Да, все было бы превосходно, если бы я мог остановить этот медленно
кружащийся мир. Может быть, тогда мне удалось бы рассмотреть рубленый
некрашеный домик за огородом, крыльцо и во дворе высокую палку колодца. То
темнело, то светлело одно из окон, и, кто знает, может быть, мне удалось
бы увидеть того, кто ходит по дому и тревожно смотрит в окно.
Я встал. До порога было шагов сорок - пустяки в сравнении с тем
расстоянием, которое я прошел накануне. Но дорого достались мне эти сорок
шагов! Без сил упал я на крыльцо, загремев костылями.
Дверь приоткрылась. Мальчик лет двенадцати стоял на одном колене за
табуретом.
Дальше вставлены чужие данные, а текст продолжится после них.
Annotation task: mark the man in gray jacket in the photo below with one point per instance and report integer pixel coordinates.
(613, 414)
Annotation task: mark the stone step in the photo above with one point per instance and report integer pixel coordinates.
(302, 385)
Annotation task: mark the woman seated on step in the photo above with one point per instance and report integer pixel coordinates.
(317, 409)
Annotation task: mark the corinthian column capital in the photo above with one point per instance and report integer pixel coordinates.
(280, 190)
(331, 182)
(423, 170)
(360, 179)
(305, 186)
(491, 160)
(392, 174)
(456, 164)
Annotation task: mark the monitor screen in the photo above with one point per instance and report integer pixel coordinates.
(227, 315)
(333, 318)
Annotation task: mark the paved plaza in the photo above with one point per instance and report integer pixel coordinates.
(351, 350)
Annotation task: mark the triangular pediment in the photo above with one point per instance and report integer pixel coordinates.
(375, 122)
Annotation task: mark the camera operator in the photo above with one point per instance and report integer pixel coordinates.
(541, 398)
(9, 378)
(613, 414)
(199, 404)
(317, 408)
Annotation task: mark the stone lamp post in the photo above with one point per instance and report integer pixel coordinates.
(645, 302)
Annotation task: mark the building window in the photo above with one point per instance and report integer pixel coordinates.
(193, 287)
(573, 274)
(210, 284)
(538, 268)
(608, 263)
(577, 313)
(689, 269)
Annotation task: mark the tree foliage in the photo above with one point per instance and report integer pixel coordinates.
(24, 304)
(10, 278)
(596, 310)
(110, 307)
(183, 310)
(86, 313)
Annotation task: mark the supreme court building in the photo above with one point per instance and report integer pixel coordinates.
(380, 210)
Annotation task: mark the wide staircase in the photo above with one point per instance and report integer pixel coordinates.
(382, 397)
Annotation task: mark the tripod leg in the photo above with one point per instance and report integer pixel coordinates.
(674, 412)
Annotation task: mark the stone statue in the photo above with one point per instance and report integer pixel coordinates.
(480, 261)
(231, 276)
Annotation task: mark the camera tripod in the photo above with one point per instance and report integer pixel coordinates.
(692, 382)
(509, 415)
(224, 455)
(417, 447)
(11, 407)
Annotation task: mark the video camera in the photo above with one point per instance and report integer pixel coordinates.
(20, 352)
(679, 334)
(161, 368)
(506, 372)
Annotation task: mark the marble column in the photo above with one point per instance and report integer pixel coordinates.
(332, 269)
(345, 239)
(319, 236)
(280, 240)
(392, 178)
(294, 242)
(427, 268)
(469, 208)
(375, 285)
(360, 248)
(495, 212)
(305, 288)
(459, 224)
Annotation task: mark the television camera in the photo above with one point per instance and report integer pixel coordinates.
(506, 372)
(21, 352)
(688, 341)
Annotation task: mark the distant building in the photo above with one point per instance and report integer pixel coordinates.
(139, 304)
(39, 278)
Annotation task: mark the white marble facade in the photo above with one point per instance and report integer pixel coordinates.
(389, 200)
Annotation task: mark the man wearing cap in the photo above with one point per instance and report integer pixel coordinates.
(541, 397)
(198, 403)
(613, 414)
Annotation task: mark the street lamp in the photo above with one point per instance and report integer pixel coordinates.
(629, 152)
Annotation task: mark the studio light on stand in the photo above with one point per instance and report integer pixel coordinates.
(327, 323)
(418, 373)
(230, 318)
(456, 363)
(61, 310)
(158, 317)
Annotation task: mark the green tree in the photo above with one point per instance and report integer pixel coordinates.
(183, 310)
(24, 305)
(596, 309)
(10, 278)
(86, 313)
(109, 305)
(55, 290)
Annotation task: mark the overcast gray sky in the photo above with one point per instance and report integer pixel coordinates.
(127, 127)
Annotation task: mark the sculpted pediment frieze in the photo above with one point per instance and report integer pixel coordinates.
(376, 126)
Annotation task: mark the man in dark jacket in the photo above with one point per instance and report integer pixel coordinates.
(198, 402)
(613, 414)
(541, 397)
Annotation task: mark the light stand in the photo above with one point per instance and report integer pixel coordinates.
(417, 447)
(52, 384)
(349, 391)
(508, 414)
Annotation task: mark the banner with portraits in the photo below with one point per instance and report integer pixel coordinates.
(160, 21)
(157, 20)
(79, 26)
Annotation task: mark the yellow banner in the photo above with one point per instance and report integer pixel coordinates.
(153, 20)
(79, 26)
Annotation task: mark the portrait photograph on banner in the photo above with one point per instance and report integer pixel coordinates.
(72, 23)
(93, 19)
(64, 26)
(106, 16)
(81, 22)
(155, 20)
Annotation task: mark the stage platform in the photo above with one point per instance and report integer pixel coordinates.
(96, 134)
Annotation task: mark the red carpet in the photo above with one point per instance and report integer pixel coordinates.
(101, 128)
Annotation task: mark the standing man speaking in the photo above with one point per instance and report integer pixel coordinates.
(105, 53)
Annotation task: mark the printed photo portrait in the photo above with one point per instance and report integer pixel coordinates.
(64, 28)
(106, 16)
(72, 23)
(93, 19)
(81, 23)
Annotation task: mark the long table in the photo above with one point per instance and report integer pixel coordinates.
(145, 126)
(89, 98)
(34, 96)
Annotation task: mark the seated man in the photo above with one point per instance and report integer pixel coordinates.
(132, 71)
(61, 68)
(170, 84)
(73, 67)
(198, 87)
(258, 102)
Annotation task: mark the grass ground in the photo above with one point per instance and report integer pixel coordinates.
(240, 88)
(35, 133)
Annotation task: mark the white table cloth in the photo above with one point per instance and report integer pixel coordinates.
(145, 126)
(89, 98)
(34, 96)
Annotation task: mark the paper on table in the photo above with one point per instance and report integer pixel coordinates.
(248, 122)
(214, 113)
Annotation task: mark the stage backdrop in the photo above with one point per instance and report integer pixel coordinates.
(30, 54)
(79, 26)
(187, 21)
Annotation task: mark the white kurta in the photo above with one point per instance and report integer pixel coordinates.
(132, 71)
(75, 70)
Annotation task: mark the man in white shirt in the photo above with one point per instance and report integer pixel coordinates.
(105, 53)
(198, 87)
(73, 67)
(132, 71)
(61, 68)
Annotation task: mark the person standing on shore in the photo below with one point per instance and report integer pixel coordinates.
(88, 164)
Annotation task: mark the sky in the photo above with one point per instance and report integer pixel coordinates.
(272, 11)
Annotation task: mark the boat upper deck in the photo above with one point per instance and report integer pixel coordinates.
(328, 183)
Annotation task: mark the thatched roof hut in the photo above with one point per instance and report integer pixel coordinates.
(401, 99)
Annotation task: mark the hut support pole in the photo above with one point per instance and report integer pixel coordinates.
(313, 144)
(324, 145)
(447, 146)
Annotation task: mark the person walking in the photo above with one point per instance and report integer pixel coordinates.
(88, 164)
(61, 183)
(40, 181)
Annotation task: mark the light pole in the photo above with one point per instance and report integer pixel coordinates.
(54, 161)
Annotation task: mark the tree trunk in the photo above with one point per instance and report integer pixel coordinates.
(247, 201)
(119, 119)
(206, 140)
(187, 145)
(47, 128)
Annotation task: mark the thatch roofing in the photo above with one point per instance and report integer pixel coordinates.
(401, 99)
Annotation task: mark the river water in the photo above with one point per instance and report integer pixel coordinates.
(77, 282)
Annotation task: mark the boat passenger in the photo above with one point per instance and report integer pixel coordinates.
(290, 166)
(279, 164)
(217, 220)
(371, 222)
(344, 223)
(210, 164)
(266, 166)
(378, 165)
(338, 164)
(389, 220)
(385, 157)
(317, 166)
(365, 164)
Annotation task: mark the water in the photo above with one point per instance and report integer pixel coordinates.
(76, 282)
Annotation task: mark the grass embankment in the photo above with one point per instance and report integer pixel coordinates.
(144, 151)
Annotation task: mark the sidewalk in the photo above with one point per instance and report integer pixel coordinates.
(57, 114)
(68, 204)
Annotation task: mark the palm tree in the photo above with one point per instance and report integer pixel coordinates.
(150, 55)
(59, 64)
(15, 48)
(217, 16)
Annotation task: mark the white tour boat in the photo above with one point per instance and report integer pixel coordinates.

Лежа на крыльце, я не сразу различил его в глубине темноватой
комнаты с низким потолком и большими двухэтажными нарами, отделенными
ситцевой занавеской. Он целился прямо в меня, даже зажмурил глаз и крепко
прижался щекой к прикладу.
- Вот что, нужно мне помочь, - сказал я, стараясь остановить эту
комнату, которая уже начала вокруг меня свое проклятое медленное движение,
- я раненый летчик из эшелона.
- Кирилл, отставить! - сказал мальчик с ружьем. - Это наш.
Мне показалось, что он раздвоился в эту минуту, потому что еще один
совершенно такой же мальчик осторожно выглянул из-за полога. В руке он
держал финский нож. Он еще пыхтел и моргал от волнения.
Глава десятая
МАЛЬЧИКИ
Я плохо помню то, что было потом, и дни, проведенные у мальчиков,
представляются мне в каких-то клубах пара. Пар был самый реальный, потому
что большой чайник с утра до вечера кипел на таганчике в русской печке. Но
был еще и другой, фантастический пар, от которого я быстро и хрипло дышал
и обливался потом. Иногда он редел, и тогда я видел себя на постели, с
ногой, под которую была подложена гора разноцветных подушек. Это сделали
мальчики, чтобы кровь отлила от ран. Я уже узнал, что их зовут Кира и
Вова, что они сыновья стрелочника Ионы Петровича Лескова, что отец
накануне ушел на станцию, а им приказал запереться и никого не пускать.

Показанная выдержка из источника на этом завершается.